Who wants the angry tribal vote?

Shiv Karan Singh
Bicchiya, April 20 : Jadu-dekho, jadu-dekho rang the call in Mandla district’s Bhanpur kheda, a village in interior southeastern Madhya Pradesh bordering Kanha National Park. A jeep canvassing for four-time Mandla MP and BJP Lok Sabha candidate Mr Faggan Singh Kulaste beckoned the Baiga of Bhanpur to the neighbouring village to watch a magic show. Not one Baiga stirred.
The Baiga of Bhanpur are angry. These shy people, one of three primitive tribes in Madhya Pradesh, feel cheated by the government and the forest department. Despite their having practiced shifting cultivation and lived inside forests with wild animals for millennia, Project Tiger in the early 1970’s deemed such co-existence unfeasible.

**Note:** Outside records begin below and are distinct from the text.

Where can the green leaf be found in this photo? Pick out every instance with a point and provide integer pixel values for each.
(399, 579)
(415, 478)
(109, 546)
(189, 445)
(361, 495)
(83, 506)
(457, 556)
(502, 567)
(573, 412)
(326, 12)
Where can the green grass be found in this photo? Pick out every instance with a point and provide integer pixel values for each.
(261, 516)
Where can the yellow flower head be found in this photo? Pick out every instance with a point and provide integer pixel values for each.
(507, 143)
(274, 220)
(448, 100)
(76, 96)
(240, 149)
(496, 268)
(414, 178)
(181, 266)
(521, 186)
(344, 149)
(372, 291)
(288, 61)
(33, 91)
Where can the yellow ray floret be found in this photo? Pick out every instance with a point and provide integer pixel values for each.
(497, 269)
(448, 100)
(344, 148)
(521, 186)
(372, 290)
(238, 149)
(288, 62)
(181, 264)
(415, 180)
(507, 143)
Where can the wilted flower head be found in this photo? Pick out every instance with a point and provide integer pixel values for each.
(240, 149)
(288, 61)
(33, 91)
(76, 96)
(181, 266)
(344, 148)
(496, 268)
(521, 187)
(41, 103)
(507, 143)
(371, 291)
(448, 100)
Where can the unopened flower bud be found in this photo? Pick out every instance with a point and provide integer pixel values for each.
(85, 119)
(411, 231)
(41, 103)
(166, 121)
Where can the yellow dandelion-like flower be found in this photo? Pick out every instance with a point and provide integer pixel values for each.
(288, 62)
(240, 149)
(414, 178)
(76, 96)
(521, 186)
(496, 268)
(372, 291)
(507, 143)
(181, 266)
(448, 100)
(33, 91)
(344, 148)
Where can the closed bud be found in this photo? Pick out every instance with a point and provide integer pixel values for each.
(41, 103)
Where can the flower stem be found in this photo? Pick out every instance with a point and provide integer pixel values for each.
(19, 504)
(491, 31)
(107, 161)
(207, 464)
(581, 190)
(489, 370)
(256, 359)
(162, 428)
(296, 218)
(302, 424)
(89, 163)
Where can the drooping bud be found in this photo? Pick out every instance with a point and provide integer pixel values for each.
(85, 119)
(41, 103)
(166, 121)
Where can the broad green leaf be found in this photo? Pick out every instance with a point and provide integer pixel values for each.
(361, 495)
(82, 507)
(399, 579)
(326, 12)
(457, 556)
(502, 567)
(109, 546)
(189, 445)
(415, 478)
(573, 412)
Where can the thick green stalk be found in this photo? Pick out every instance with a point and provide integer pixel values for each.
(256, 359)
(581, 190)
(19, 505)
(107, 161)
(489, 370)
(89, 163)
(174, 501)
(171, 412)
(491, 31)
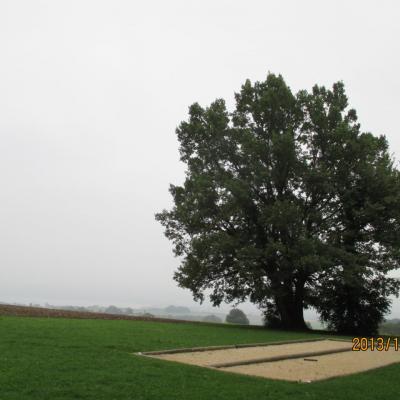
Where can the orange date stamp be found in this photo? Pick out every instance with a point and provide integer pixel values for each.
(375, 344)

Memories of Indira Gandhi’s visit, lies by elected representatives, and physical coercion by forest officials haunt their bleak present reality: an existence de-linked from the forest which is most dear to them.
“The land inside was four times as fertile; even a poor Baiga had at least twenty cows inside the forest”, reminisces village elder Mohbal Singh Moqqaddam. Today, none of the seventy displaced Baiga families of Bhanpur have more than two-three cows: a result of infertile land, very limited water, and an inaccessible forest.

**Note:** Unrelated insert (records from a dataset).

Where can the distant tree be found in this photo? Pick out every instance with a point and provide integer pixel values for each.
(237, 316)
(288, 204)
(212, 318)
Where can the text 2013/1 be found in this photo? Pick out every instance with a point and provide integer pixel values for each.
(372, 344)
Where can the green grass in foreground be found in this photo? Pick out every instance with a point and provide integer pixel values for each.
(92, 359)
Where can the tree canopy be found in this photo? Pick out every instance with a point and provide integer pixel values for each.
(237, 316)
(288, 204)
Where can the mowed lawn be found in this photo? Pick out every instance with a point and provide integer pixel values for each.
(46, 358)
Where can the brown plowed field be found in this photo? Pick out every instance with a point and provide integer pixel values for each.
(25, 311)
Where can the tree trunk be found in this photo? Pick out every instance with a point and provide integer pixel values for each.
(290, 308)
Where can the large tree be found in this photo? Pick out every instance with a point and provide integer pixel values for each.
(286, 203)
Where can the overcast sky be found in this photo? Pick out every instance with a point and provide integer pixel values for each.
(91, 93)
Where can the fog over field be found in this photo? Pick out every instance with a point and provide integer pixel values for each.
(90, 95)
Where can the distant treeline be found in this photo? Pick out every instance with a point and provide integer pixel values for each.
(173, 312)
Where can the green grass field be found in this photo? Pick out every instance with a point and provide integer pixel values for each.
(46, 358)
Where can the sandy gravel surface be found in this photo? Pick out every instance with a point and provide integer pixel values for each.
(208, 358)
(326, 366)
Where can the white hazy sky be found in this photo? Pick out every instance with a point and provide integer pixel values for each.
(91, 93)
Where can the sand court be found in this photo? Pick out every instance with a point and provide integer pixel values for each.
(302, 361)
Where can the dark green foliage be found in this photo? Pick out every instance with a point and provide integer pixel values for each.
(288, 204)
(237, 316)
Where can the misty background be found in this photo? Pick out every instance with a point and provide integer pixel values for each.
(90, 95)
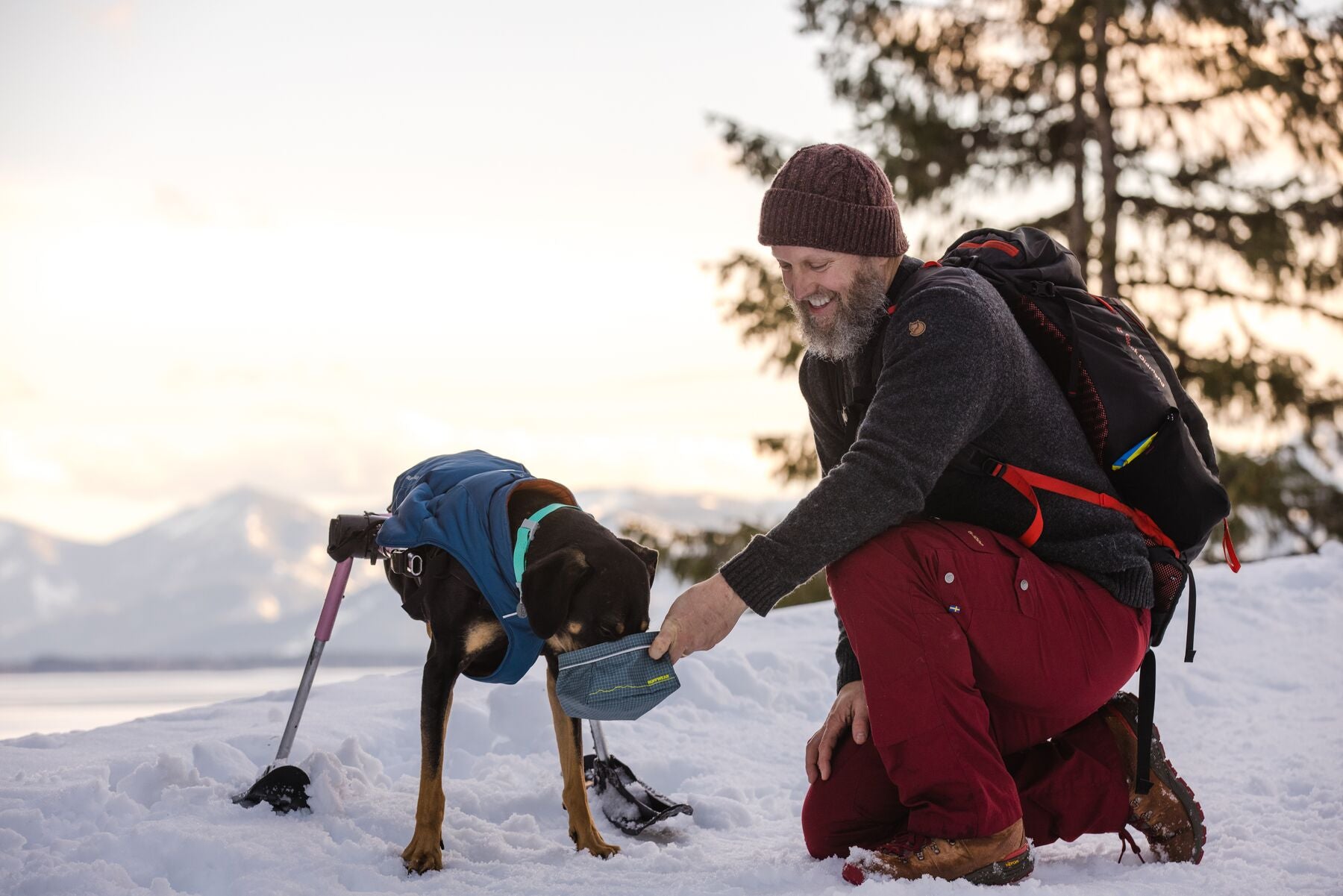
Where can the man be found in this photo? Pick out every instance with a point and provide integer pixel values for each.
(975, 676)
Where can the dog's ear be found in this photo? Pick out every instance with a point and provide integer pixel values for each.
(548, 589)
(648, 555)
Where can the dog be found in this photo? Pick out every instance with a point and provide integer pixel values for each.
(582, 586)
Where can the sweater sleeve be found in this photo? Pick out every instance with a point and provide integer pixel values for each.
(940, 386)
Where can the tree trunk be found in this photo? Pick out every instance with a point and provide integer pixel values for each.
(1079, 229)
(1108, 161)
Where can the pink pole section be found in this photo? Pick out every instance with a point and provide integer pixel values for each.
(340, 578)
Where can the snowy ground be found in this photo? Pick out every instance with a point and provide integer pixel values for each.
(144, 806)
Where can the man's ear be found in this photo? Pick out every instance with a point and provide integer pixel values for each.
(648, 555)
(548, 586)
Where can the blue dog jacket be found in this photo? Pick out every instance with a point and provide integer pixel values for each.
(460, 503)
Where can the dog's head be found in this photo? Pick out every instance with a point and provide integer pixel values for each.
(589, 589)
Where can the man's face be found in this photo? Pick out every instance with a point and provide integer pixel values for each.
(837, 297)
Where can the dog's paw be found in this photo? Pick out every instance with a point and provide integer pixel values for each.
(423, 853)
(594, 844)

Their knowledge of traditional medicine has been rendered useless. “I know at least one hundred fifty Baiga-Baigin who have died because we couldn’t enter the forest to bring back herbs when they were sick”, said Ms. Renubai, a middle aged woman with traditional tattoos across her forehead. Dependent on PDS rations and a corrupt Employment Guarantee Scheme for survival in a market economy, the Baiga feel trapped and frustrated.

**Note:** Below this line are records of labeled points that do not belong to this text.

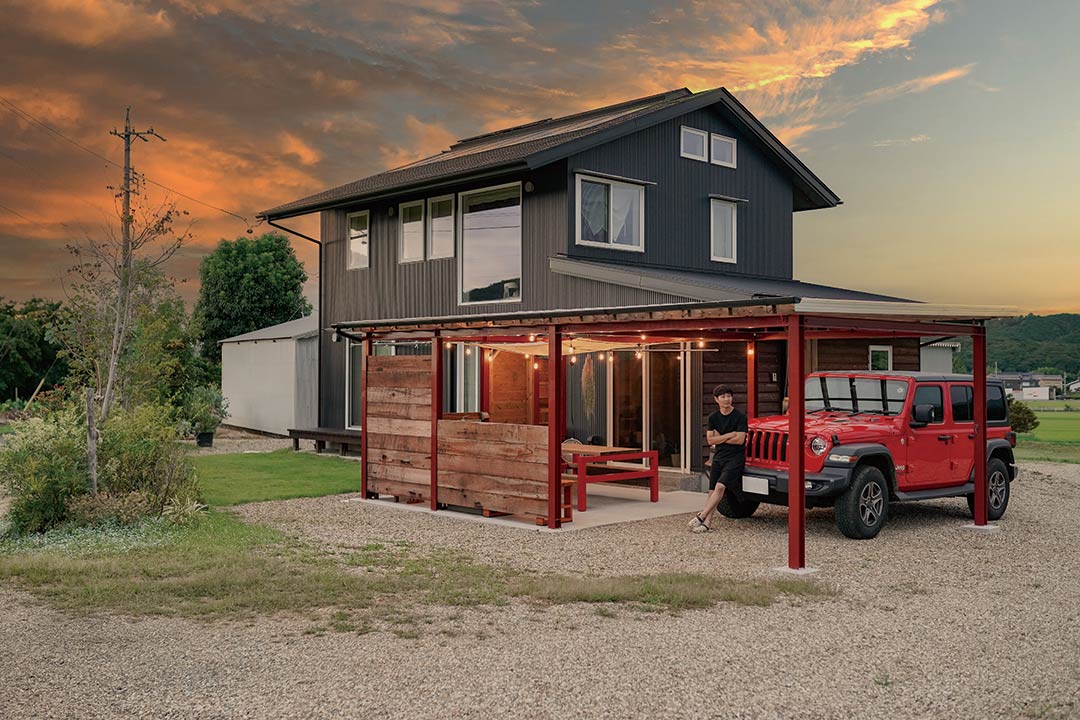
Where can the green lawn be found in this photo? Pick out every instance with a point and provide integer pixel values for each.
(231, 479)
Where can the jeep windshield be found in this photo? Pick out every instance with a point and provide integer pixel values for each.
(855, 395)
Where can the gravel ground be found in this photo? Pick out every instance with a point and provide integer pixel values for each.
(931, 621)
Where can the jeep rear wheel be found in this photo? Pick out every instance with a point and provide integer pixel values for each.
(733, 506)
(997, 490)
(863, 508)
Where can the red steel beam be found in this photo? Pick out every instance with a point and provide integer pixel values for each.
(365, 353)
(555, 411)
(436, 411)
(979, 363)
(752, 379)
(796, 422)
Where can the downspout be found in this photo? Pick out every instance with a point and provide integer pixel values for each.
(319, 412)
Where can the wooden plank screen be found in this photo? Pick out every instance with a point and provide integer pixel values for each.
(494, 465)
(399, 425)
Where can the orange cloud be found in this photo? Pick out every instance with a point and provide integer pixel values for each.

How this frustration will affect the Congress and BJP, the only two serious contenders for the Mandla Lok Sabha seat, is not uniform.
Bhanpur’s Mr Ramdas Sonwani gritted his teeth when Mr Kulaste’s magic show jeep drove by. “Kulaste’s magic tricks won’t work; he is fail; our whole village will vote for panja (Congress),” said Mr Sonwani to two other Baiga. “I will accept money from nobody. I will cycle fifty kilometers and get six-seven thousand votes for Congress”, averred Mr Sonwani. Upon being asked if the Congress had visited his village to seek votes, Mr. Sonwani answered in the negative: “Congress doesn’t know they have supporters here.” Mr Mangal Singh Dibaria, a tall, thin Baiga living in the adjoining village is no less angry. However, it is the Congress party that is the target of his wrath. A BJP poster is one of the limited possessions that adorn his hut. “BJP will get my vote only because it is the Congress that has made the forest laws more strict about ten-fifteen years ago”, said Mr Dibaria. His rationale flies in the face of UPA’s attempt to take credit for the Forest Rights Act (2006). Speaking in support of the Congress candidate Basori Singh Masram, in a rally in Mandla last week, Mrs Sonia Gandhi’s highlighted her party’s role in bringing the Act into fruition. The reality is that the Forest Rights has brought no changes to the life of the thousands of Baiga clutching to their way of life outside the Kanha Park.
In village Mohgaon Moala, residents give recent news of a young man caught by guards and imprisoned in Mandla for collecting bamboo and grass for his hut from the forest. A Baigin of the village presented an even bleaker perspective on the elections. “For whom will I vote? The noose just gets tighter and there is no use. We will all just die here”, she said.